The terms "Coastal," "Company," "we," "our," "its" and "segment" are used
in this release for purposes of convenience and are intended to refer to
The Coastal Corporation and/or its subsidiaries either individually or
collectively, as the context may require.
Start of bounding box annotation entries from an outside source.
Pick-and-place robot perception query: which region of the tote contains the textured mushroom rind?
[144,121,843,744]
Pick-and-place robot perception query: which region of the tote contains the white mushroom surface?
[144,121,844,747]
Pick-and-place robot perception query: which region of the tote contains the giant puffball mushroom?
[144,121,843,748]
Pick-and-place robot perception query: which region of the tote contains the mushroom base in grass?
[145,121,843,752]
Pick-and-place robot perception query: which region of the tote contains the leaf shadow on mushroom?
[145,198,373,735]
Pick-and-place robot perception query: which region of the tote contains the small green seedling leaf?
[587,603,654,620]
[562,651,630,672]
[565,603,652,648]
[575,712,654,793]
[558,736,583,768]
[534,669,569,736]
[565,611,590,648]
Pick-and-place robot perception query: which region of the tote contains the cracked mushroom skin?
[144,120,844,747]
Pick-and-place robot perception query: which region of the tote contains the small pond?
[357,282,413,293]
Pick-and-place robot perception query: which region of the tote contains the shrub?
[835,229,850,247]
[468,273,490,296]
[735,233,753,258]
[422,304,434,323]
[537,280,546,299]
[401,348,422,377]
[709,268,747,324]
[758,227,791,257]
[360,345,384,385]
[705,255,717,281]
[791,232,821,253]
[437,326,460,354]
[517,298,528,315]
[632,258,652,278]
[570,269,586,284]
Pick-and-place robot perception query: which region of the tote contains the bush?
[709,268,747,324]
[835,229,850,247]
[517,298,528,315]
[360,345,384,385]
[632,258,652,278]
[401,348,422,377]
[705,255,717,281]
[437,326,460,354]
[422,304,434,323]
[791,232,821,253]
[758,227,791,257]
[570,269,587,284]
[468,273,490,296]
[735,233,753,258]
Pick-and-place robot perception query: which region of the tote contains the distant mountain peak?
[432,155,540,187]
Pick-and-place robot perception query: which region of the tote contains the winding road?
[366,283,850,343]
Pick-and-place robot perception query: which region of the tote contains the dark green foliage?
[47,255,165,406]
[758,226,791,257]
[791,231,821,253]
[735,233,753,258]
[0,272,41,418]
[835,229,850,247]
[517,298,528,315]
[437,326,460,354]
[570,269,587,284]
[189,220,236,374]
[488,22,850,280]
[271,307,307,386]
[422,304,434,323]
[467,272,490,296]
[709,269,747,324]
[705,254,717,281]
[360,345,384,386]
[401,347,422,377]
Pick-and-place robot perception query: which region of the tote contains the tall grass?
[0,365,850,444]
These references are not
intended to suggest that the various Coastal companies referred to are not
independent corporate entities having their separate corporate identities
and management.
ON JANUARY 18, COASTAL ANNOUNCED A PROPOSED MERGER WITH EL PASO ENERGY
CORPORATION IN A STOCK-FOR-STOCK TRANSACTION. INVESTORS ARE URGED TO READ
THE PROXY STATEMENT/PROSPECTUS WHICH WILL BE INCLUDED IN THE REGISTRATION
STATEMENT ON FORM S-4 TO BE FILED WITH THE SEC IN CONNECTION WITH THE
PROPOSED MERGER BECAUSE IT WILL CONTAIN IMPORTANT INFORMATION. AFTER IT IS
FILED WITH THE SEC, THE PROXY STATEMENT/PROSPECTUS WILL BE AVAILABLE FOR
FREE ON THE SEC'S WEB SITE (www.sec.gov), FROM COASTAL'S OFFICE OF THE
CORPORATE SECRETARY AND FROM EL PASO'S OFFICE OF INVESTOR RELATIONS. IN
ADDITION, THE IDENTITY OF THE PEOPLE WHO, UNDER SEC RULES, MAY BE
CONSIDERED PARTICIPANTS IN THE SOLICITATION OF COASTAL'S AND EL PASO'S
SHAREHOLDERS IN CONNECTION WITH THE PROPOSED MERGER, AND A DESCRIPTION OF
THEIR INTERESTS, IS AVAILABLE IN SEC FILINGS UNDER SCHEDULE 14A MADE BY
COASTAL AND EL PASO ON JANUARY 18, 2000.